Well I understood the fact that no value of ui can make this condition
false.
But when I replaced 0ul with 0u I didn't get the warning.When I
retained ul and compiled it on a 32bit machine ( ul == 32bits ) I
didn't get the warning either. I was just trying to understand the
significance of ul being 64 bits to trigger this warning.I should've
mentioned this in the original post.
My explanation is a bit complicated: Obviously a comparison like "0x0ul
<= ui" is useless. It might indicate a bug in your program, and that is
when compilers are supposed to give warnings.

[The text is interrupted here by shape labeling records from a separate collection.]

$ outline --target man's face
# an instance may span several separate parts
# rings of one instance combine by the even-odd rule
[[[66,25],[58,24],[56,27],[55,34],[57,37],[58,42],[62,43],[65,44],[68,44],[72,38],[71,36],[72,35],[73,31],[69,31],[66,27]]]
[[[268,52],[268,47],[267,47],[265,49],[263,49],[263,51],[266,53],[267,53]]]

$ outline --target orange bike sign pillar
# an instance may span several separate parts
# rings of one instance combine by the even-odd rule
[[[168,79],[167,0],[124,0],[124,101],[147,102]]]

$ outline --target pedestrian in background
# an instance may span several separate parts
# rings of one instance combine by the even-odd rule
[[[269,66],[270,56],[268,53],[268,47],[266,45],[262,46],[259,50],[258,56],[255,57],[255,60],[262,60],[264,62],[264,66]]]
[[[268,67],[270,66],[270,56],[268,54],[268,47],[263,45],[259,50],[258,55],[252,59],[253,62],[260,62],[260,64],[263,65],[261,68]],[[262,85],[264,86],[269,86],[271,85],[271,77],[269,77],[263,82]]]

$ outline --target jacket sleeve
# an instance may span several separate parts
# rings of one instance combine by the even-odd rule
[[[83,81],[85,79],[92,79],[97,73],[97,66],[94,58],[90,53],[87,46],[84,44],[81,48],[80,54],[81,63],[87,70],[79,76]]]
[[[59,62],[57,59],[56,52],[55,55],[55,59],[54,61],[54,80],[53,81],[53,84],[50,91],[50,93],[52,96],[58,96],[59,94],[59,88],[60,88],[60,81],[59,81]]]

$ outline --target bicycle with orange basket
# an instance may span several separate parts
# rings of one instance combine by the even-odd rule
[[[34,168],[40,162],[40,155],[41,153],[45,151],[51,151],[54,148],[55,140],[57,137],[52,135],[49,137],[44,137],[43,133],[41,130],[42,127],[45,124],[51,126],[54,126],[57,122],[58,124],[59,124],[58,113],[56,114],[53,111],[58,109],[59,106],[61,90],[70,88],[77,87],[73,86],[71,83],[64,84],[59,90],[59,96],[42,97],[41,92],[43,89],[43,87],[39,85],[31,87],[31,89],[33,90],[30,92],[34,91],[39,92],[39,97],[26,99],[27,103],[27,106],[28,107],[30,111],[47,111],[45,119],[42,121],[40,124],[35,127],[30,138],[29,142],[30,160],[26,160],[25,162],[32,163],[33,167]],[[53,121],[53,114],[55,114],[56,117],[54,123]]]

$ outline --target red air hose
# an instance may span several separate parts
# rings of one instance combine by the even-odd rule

A typical example would be
unsigned int ui;
for (ui = 10; ui >= 0; --ui) f (ui);
This is an infinite loop, which might come as a surprise to the
programmer who wrote it, and it definitely should get a warning. On the
other hand, such useless comparisons are very often not a bug,
especially when the operands are constants. For example:
#define VERSION 3 /* Could be 1, 2, 3 or 4 */
if (VERSION == 1) {
...
} else if (VERSION == 2) {
...
} else if (VERSION == 3) {
...
} else if (VERSION == 4) {
...
}
After macro substitution, all the comparisons are "useless" but there is
no bug here. So it is quite likely that a compiler doesn't give warnings
when only constants are involved.
It could be that because of the mix of unsigned int and unsigned long in
your code the compiler doesn't recognize that only constants are
involved; it might not recognize "(unsigned long) ui" as a constant
anymore, and therefore you get a warning.
There are no exact rules for warnings, every compiler does its best to
give warnings on suspicious code and give no warnings on code that works
as intended, and getting this right is difficult.